A palavra “dessincretização”, que muitos dicionários ainda não registram, ganhou expressão nos estudos sobre religiões, em referência principalmente, mas não apenas, ao movimento protagonizado por lideranças do candomblé para recuperar sua autonomia frente ao catolicismo. 

A Constituição de 1988 legitimou o paradigma do pluralismo. E este passou a ser um valor político normativo. A afirmação identitária de grupos diferenciados é exatamente o oposto da “miscigenação” e do sincretismo, que constituíam o grande mito brasileiro, tanto na esfera político-social quanto religiosa.

“Essa afirmação identitária pressupõe a produção de contrastes e fronteiras; no processo das relações sociais, isso significa a configuração de um campo de relacionamentos mais contraditório e conflituoso. Outra novidade reside no fato de esses conflitos religiosos muitas vezes serem levados até as instâncias jurídicas. A sociedade de direitos, que começou a se organizar a partir da Constituição de 1988, passou a exigir do Judiciário um esforço de regulação do religioso. A noção de tolerância, que no passado fora formulada para pôr fim às guerras religiosas na Europa, voltou a ser requisitada diante de um contexto de conflito religioso”, analisou Montero.

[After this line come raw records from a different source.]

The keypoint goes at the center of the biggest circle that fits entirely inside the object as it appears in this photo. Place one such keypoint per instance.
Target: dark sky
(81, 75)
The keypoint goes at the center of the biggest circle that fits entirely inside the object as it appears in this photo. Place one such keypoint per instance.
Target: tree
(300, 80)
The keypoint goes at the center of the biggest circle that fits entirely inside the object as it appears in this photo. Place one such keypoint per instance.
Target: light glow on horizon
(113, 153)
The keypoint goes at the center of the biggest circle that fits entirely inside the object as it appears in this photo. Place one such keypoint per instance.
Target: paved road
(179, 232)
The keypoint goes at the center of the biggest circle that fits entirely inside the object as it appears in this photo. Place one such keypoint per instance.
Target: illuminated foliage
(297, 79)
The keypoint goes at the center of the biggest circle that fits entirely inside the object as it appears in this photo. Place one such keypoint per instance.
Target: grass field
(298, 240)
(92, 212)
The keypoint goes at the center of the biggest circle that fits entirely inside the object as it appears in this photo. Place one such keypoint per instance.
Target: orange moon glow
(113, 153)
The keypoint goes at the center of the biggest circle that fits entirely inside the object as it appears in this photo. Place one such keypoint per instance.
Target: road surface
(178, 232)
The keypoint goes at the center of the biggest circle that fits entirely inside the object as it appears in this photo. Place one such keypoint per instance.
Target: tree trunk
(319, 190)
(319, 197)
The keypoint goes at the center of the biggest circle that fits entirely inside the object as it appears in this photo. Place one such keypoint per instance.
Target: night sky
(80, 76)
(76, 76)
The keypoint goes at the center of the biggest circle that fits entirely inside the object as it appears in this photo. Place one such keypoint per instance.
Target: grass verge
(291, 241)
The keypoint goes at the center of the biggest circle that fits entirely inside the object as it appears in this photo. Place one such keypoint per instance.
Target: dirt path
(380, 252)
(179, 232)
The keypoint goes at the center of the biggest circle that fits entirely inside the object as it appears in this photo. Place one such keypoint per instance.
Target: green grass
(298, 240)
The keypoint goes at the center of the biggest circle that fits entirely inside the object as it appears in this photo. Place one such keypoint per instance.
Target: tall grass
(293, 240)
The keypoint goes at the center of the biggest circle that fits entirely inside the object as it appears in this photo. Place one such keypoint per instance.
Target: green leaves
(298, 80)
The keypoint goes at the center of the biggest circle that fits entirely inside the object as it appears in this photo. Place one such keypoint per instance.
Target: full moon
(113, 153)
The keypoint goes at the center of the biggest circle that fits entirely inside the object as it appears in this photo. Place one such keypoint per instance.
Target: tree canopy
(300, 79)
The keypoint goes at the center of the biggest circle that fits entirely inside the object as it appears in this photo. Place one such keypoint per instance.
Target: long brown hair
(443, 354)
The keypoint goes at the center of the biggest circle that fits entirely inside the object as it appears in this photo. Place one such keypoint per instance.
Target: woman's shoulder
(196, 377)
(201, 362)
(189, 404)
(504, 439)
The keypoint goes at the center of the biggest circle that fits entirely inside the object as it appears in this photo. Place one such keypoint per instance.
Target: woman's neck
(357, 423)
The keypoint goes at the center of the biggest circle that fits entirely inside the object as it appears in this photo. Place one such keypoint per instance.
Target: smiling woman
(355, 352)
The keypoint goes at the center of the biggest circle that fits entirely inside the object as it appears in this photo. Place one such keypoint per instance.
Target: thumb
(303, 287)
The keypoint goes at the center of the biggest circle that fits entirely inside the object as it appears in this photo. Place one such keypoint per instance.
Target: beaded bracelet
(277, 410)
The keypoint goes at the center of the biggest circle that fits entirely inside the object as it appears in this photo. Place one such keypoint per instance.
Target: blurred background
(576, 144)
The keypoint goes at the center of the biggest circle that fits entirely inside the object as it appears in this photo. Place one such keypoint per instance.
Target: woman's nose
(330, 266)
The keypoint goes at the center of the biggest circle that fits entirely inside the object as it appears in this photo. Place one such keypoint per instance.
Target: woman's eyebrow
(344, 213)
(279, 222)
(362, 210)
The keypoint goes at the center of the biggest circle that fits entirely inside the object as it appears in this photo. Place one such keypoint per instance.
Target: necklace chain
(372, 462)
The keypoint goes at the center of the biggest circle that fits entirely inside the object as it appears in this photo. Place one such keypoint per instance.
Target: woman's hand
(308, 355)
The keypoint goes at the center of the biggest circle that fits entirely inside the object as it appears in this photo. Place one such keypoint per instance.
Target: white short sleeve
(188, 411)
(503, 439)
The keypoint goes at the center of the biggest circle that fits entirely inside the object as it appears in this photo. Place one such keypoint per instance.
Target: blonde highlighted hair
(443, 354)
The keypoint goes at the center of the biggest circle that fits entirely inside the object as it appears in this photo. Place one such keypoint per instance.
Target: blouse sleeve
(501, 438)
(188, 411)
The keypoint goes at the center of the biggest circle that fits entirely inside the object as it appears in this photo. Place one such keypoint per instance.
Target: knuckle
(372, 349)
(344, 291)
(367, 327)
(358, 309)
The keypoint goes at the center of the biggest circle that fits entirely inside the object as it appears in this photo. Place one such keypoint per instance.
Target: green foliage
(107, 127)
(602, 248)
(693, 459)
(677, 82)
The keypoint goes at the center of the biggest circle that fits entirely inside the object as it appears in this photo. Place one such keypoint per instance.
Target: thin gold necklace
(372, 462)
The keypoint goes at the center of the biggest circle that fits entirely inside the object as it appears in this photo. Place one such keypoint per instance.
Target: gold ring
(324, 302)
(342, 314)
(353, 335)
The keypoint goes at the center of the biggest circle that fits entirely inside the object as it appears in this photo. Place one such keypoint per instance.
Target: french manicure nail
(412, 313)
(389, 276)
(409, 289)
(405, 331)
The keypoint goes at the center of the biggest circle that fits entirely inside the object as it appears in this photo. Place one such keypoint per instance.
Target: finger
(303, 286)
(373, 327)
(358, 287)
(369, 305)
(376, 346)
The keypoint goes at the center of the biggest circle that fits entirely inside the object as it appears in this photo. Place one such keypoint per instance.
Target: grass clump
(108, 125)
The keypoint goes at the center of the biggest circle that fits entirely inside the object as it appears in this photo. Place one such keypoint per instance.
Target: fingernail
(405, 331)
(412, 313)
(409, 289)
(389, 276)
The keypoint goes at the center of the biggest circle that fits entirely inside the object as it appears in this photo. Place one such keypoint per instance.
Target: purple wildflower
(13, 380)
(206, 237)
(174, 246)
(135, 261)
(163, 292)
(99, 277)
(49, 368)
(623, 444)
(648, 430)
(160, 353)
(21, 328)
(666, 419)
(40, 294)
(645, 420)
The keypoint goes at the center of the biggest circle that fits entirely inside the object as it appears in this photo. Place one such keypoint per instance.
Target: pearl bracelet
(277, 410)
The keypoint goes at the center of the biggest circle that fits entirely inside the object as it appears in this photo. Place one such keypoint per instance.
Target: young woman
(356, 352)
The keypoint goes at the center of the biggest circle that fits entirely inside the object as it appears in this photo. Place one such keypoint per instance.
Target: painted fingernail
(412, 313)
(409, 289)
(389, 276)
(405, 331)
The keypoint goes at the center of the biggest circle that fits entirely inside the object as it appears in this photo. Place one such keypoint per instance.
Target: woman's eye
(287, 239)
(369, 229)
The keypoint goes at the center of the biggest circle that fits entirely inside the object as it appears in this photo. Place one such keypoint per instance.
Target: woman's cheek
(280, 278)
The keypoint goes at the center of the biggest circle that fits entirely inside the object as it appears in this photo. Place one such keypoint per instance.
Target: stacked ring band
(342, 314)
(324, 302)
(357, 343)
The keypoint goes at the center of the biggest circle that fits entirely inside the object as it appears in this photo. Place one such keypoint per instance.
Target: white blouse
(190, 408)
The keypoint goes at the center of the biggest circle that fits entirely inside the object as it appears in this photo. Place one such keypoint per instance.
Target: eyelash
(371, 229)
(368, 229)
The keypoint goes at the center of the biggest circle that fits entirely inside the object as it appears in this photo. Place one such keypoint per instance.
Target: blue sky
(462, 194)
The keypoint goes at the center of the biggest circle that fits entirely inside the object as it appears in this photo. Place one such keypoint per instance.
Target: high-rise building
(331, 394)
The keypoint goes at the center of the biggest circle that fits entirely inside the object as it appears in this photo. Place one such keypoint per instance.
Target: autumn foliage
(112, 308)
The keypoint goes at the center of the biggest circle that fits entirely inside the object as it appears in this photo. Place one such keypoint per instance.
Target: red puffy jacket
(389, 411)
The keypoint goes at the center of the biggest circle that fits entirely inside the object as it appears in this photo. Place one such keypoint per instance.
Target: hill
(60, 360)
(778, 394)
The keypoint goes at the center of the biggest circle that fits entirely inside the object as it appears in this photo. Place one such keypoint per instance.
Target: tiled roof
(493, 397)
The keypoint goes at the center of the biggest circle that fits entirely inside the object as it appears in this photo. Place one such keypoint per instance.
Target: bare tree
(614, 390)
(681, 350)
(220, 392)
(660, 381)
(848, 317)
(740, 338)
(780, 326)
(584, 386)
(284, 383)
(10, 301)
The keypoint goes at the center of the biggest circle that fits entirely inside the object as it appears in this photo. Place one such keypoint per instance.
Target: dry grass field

A noção de intolerância passa a ser utilizada principalmente por parte das religiões de origem africana, que começam a sofrer agressões de pastores evangélicos que as acusam de “falsa religião” e de “fazerem parte com o demônio”. No esforço de construção de uma defesa jurídica capaz de tipificar como crime de intolerância religiosa essas agressões utilizou-se como instrumento o crime de racismo.

Outra novidade na cena religiosa contemporânea do Brasil, decorrente dos afluxos recentes de imigrantes do Oriente Médio e da África, mas também de uma política de conversões, é a maior visibilidade da religião muçulmana. 

Neste caso, há muito o que aprender com a experiência canadense, pois o islamismo, praticado por 3,2% da população, já é a terceira opção no ranking estatístico daquele país, depois do cristianismo (67,3%) e de um muito expressivo segmento populacional sem religião (23,9%).

“Conforme o modelo de parceria definido pelo acordo de cooperação, fui duas vezes ao Canadá, para ouvir o grupo canadense e expor o meu trabalho. E minha parceira veio duas vezes ao Brasil, para ouvir o meu grupo e expor o seu trabalho. A partir daí, formatamos um estudo maior, que está sendo conduzido agora no âmbito do projeto temático: “Religião, direito e secularismo: a reconfiguração do repertório cívico no Brasil contemporâneo”, com 20 pesquisadores e vigência até agosto de 2020”, finalizou Montero.